Venda na dark web e expansão do modelo
O WormGPT não estava acessível ao público em geral. Para utilizá-lo, era necessário recorrer à dark web, onde o modelo foi comercializado em fóruns de hacking. A sua popularidade cresceu rapidamente, angariando milhares de utilizadores em poucos meses. A ferramenta permitia que indivíduos sem grande conhecimento técnico criassem ataques sofisticados com poucos cliques.
Durante a operação “Neural Kill Switch”, a Unidade Nacional de Cibercrime da PJ apreendeu a infraestrutura informática associada ao modelo e identificou o seu modo de funcionamento. A investigação revelou que os utilizadores podiam recorrer ao WormGPT para gerar mensagens fraudulentas e, posteriormente, aprimorá-las com ferramentas como o ChatGPT, aproveitando-se dos pontos fortes de cada sistema, segundo o Observador, que cita um estudo do portal SlashNext.
O impacto no cenário do cibercrime
O caso do WormGPT não é isolado. Modelos de IA concebidos para atividades ilícitas têm-se multiplicado. Segundo o portal Infosecurity Europe, ferramentas como o EscapeGPT e o FraudGPT também surgiram com objetivos semelhantes.
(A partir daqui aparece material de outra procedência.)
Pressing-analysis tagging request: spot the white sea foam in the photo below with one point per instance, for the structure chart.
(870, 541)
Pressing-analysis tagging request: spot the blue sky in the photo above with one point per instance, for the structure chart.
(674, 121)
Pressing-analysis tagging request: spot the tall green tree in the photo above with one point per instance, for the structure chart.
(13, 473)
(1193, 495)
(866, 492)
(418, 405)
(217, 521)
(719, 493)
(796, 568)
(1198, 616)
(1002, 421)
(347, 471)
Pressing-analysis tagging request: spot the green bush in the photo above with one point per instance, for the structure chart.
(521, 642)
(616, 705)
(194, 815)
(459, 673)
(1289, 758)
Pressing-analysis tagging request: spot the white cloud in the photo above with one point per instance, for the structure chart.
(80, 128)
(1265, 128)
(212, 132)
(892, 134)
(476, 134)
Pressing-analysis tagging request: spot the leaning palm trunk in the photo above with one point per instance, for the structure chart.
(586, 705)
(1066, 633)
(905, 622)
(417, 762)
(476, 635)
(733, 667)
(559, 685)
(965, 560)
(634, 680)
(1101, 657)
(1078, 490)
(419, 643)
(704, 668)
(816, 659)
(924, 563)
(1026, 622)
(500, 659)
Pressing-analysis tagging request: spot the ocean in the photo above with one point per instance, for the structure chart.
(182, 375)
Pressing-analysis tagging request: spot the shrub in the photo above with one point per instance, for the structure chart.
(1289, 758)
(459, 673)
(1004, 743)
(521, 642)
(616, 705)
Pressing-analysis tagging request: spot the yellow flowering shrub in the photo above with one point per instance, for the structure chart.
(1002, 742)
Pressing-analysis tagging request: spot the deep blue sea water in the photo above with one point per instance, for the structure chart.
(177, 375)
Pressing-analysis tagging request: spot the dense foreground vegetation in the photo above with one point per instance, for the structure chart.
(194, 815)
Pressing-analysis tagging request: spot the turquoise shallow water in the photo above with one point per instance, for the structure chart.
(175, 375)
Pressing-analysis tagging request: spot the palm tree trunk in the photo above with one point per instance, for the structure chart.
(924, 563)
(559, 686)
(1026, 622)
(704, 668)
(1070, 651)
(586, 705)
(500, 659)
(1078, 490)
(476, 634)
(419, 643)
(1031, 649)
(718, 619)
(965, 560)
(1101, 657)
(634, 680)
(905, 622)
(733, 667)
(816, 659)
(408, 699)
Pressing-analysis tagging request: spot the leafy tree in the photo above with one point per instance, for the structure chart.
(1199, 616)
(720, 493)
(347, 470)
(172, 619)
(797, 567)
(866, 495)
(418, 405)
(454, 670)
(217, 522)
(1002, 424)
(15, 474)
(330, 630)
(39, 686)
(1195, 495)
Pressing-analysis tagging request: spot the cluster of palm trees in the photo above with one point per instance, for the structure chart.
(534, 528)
A crescente acessibilidade destes modelos coloca desafios às autoridades, que procuram travar a sua disseminação.
De acordo com a Dazed, a evolução de modelos como o WormGPT demonstra uma tendência considerada preocupante no uso da inteligência artificial para fins criminosos. O modelo foi utilizado para aprimorar técnicas de engenharia social, tornando fraudes mais difíceis de detetar e aumentando a eficácia de ataques de phishing e esquemas fraudulentos. A sua capacidade de gerar textos altamente convincentes reduziu a possibilidade de as vítimas suspeitarem de e-mails e mensagens fraudulentas.
Além disso, o WormGPT facilitava a criação de malware, permitindo que os hackers desenvolvessem vírus e outros programas maliciosos sem precisar de conhecimentos avançados de programação. O modelo era capaz de gerar scripts maliciosos rapidamente, reduzindo o tempo necessário para lançar novos ataques e aumentando a frequência de crimes informáticos.
Preocupações no setor empresarial
Escreve a Dazed que as empresas também podem ser vítimas do WormGPT. O modelo foi utilizado para criar e-mails fraudulentos que imitavam comunicações empresariais legítimas, facilitando ataques de Business Email Compromise (BEC). Nesse tipo de fraude, os criminosos fazem-se passar por executivos ou fornecedores para enganar funcionários e obter transferências financeiras fraudulentas.
Empresas como a OpenAI e a Google têm reforçado mecanismos para prevenir o uso abusivo de inteligência artificial. No entanto, os cibercriminosos continuam a explorar falhas e a desenvolver soluções alternativas que contornam restrições.
Ações das autoridades e desafios futuros
A detenção do programador do WormGPT marca um passo considerado pela Polícia Judiciária como importante no combate ao cibercrime, mas a PJ alerta que a ameaça persiste. As autoridades continuam a monitorizar fóruns e mercados na dark web para identificar novos modelos que possam surgir.
Lê-se na imprensa que a única forma de conter este problema será através de regulamentação e desenvolvimento de novas tecnologias de deteção e bloqueio de modelos maliciosos. Certo é que um estudo divulgado recentemente pela Boston Consulting Group indica que o cibercrime deverá custar 13,8 biliões (trillion) de dólares às empresas até 2028.